Friday, March 16, 2012

FLASHBACK: Boat Karma

Marathon, FL 24º42.366N | 81º5.669W

I enjoy looking back in my blog to see where we were a year or two back. Blogging is a valuable journal. I don't even remember this happening, and I'm so glad it's recorded.

It offers some encouragement for those hours and hours (and hours) spent working on your boat. This was written two years ago when we had been painstakingly preparing our last boat, Isabella, to be sold and had just put Cara Mia, then named Good Company, under contract.


FLASHBACKSaturday, March 6, 2010

BOAT KARMA

Sailboat maintenance is a life of quiet desperation. Actually, it's not all that quiet. There's a lot of cursing. It's day after day of tedious, solitary work that doesn't just seem endless. It is endless.

The only fuel that can sustain that kind of work is altruism itself. You have to do it for the greater good, because there just ain't no glory in it.

Sure you hope your work will pay off when you sell the boat, but your deepest hope is that all that boat karma is gonna come back around in your next boat -- and not just in the next life!

In a typical twist of our ever-strange lives, in January both of our boats got surveyed on the same day:Isabella, the boat we were selling, and Good Company, the boat we were buying.

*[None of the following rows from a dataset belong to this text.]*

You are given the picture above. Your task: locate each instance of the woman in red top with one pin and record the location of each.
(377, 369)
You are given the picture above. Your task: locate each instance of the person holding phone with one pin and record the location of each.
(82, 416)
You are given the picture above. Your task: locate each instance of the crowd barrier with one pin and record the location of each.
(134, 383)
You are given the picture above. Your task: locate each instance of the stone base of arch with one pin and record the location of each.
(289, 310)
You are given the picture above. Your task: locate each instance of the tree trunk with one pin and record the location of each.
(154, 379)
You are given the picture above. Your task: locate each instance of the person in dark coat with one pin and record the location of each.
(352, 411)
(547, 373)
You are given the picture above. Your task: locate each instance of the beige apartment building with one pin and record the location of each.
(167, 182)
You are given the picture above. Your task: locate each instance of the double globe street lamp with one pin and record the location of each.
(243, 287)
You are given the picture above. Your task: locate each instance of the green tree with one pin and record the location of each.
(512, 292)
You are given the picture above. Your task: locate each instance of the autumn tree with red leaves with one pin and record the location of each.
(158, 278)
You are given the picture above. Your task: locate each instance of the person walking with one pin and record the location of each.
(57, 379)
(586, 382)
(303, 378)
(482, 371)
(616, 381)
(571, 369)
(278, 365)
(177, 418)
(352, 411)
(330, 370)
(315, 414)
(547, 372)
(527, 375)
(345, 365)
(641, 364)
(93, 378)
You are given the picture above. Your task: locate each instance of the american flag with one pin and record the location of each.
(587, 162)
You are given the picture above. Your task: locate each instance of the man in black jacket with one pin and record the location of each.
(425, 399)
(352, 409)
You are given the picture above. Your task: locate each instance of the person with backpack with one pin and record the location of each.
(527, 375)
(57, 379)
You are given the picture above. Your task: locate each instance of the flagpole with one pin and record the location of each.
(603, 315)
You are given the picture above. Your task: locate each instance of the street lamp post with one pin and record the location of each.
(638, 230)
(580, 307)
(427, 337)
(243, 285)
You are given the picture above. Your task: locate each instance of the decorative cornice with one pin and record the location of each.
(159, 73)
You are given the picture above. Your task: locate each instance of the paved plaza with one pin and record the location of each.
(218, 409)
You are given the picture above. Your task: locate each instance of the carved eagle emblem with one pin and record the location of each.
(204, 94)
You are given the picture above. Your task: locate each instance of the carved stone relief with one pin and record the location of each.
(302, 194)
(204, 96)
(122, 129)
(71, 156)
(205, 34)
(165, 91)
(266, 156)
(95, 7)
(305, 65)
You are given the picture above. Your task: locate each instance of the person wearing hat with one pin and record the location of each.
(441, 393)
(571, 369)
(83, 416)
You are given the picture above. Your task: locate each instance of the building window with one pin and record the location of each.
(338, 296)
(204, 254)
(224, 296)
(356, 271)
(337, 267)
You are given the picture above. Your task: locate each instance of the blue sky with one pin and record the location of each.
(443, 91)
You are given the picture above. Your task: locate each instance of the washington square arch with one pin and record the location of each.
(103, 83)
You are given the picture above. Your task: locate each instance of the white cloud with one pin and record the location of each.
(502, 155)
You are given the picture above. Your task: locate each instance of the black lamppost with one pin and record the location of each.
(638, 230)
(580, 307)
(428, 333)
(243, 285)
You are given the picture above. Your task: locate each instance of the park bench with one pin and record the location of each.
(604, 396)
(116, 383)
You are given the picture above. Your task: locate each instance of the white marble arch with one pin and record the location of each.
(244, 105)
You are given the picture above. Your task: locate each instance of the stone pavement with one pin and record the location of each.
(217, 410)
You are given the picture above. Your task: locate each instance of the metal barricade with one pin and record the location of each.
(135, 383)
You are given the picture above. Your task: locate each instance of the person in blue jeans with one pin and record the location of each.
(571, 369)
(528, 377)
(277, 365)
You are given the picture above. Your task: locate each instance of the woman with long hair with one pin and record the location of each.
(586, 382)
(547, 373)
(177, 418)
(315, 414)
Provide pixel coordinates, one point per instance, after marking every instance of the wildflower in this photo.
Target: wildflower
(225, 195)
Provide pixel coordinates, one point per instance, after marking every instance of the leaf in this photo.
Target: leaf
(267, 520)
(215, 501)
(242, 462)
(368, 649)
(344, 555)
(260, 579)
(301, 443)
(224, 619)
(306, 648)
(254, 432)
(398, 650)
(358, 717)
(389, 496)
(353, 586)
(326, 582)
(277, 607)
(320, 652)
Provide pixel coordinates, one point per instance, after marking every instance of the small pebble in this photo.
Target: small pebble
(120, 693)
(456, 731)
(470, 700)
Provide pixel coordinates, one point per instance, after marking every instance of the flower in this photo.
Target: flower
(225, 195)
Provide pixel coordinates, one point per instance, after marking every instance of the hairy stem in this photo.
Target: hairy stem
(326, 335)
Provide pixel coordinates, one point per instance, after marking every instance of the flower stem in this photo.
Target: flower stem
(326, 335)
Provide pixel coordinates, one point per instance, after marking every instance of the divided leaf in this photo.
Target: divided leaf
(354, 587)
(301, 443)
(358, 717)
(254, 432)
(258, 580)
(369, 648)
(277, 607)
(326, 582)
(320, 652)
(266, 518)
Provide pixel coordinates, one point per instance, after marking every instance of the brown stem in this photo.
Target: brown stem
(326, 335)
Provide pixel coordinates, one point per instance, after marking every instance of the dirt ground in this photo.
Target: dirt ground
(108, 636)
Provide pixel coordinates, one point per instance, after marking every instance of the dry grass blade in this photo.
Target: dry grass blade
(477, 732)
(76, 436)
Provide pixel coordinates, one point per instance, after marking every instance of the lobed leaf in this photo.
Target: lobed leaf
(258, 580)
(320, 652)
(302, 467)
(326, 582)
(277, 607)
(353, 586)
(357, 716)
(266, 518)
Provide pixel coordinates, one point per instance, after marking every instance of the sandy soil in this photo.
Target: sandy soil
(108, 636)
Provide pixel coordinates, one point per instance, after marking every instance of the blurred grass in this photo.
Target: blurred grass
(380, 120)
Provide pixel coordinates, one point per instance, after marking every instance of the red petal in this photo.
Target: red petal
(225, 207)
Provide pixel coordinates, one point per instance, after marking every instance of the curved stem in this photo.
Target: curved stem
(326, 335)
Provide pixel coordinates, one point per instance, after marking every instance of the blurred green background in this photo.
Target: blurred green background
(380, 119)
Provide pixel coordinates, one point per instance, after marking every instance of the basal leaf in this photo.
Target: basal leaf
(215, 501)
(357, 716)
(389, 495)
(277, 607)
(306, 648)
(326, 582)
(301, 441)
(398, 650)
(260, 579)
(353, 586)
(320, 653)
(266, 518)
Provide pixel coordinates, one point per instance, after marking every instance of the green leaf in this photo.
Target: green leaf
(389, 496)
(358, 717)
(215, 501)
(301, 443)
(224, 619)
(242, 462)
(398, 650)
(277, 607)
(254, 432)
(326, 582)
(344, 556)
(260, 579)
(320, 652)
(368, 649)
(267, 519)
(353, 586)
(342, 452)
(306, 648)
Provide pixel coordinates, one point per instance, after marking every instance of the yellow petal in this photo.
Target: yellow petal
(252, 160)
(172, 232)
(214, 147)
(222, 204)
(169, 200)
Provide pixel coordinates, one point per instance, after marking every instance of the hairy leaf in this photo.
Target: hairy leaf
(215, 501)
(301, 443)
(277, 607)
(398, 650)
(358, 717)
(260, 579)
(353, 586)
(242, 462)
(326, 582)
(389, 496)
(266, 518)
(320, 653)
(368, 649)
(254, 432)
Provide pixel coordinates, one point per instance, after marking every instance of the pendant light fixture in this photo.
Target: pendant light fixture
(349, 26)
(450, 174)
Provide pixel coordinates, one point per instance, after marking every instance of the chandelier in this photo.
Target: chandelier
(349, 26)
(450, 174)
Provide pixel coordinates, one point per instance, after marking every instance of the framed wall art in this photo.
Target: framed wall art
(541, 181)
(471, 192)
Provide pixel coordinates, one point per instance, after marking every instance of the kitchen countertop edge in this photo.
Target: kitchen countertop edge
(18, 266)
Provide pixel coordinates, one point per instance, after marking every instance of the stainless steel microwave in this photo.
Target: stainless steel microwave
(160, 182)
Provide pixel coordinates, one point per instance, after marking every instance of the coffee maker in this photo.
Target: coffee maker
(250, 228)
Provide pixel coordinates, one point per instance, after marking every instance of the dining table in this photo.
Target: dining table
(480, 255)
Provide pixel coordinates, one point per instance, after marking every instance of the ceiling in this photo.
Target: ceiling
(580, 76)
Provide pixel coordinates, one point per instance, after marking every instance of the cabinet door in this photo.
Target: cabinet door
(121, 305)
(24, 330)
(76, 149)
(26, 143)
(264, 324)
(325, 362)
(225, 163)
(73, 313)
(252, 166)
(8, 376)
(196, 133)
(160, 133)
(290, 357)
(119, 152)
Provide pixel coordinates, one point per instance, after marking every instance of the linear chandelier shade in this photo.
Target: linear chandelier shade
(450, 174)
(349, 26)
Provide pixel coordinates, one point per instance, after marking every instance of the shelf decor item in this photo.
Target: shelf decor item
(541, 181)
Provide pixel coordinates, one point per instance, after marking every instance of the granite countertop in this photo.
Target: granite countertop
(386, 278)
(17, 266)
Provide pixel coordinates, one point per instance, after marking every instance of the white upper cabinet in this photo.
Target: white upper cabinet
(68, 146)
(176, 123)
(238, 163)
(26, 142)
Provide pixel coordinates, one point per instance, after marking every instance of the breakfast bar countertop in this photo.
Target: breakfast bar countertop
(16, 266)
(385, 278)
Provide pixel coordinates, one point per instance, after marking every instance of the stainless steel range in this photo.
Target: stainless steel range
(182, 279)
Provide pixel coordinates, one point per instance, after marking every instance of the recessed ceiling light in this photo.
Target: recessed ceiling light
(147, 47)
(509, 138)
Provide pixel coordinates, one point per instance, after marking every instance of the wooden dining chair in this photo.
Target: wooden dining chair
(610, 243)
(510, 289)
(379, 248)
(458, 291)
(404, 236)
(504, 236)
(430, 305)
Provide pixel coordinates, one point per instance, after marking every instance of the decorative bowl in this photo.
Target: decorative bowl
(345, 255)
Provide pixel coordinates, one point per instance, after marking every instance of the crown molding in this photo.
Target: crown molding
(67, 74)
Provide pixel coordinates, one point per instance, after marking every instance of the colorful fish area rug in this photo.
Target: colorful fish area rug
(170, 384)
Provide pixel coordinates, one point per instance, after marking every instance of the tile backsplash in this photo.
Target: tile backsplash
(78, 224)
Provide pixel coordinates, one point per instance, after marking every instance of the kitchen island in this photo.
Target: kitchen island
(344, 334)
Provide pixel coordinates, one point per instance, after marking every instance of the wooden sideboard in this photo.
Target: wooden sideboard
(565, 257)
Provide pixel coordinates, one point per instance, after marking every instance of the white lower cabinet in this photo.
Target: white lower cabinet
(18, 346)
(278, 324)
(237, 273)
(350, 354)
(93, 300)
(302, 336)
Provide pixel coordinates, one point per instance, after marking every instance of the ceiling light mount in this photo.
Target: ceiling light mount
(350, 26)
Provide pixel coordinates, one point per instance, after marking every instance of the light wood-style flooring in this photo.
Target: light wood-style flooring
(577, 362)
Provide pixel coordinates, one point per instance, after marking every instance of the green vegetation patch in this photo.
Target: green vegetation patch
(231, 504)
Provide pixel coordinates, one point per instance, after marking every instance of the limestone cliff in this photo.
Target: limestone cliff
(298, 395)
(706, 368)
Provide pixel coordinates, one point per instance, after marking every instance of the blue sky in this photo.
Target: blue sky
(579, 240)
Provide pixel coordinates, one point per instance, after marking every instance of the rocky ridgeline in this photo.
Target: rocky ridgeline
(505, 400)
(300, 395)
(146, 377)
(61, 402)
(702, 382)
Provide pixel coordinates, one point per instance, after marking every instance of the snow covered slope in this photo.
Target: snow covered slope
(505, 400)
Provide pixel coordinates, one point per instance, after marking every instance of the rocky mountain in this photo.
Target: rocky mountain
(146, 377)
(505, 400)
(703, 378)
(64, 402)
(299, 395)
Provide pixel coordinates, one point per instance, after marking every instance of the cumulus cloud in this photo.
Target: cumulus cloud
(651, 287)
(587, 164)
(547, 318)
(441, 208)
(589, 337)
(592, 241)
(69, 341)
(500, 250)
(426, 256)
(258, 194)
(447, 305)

The surveyor told Chip that Isabella was in awesome condition, especially for being 30 years old. He fawned over the teak and complimented the engine.

While this was amazingly gratifying and humbling, it was what we heard from Good Company's surveyor that brought it all around.

"That's a clean boat, obviously well taken care of." He told us it was in remarkable condition and the fix list would be very short.

A beautiful set of karmic parentheses.